Friday, December 18, 2009

Do Nice Employees Finish Last?

It's an age-old question that comes in many forms. Do nice employees finish last? Is it better to be feared than loved? Does the squeaky wheel really get the grease? As much as the business world is portrayed as cold and heartless, it is not necessarily true that nice employees finish last, or that success requires being a bit of a jerk.

Rather than being one dimensional--either a terror or a softie--it is advantageous to have a tough streak that can be applied when necessary. This requires being able to read situations correctly, including one's own strengths and weaknesses, the nature of the organization, and the demands of the problem or opportunity at hand.

Trump or Buffett?

Looking at role models among successful people can provide conflicting answers to the question of whether nice employees finish last. Donald Trump, who is arguably the world's most high-profile boss, seems to pride himself on exhibiting boorish behavior. This is the animal-kingdom approach to leadership, where being a leader means being able to periodically assert your dominance over the rest of the pack, which in turn keeps the pack in line and amplifies the leader's power.

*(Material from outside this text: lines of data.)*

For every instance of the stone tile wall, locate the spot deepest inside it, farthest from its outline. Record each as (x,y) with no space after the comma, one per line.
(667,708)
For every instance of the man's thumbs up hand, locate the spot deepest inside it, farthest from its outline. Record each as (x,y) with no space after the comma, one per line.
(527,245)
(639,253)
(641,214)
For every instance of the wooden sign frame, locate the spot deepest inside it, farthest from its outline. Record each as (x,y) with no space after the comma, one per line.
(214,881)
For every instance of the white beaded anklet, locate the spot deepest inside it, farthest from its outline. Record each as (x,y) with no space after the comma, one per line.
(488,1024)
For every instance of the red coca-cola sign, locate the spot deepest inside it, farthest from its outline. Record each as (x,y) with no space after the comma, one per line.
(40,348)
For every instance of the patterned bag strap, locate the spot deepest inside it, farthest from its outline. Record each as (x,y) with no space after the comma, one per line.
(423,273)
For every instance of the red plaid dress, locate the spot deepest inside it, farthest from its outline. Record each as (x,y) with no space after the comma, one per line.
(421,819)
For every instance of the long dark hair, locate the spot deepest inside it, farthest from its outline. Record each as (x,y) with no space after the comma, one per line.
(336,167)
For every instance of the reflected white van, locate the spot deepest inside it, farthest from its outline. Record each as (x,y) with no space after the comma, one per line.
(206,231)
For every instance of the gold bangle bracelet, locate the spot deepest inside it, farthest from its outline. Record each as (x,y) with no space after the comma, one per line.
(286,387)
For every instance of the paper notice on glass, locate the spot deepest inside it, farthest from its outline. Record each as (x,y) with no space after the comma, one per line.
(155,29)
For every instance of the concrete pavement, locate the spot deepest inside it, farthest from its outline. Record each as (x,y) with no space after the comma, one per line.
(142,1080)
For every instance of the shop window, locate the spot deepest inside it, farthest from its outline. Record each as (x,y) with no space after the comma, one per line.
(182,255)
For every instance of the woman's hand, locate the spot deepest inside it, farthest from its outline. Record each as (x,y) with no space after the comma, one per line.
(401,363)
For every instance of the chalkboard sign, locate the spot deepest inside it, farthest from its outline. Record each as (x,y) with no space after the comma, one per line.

However, before anyone assumes this is the sole blueprint for success, they should consider another example. Not the world's most high-profile boss, but simply the world's richest man: Warren Buffett. Since money is the business world's means of keeping score, Buffett's fortune, earned at the helm of Berkshire Hathaway, would put him at the top of the heap. In contrast to Trump, Buffett is known for his folksy charm, proving that there is more than one path to success.

What to Consider Before Playing Hardball

As for which role model today's employees should follow, the answer might be to draw from both. Certainly, being easygoing and accommodating all the time would probably result in a person being overlooked and bypassed for opportunities, but the Attila-the-Hun act can lead to spectacular career flameouts. To help determine the right approach, here are five questions an employee should think about before deciding to play hardball.

• What is the culture of the organization?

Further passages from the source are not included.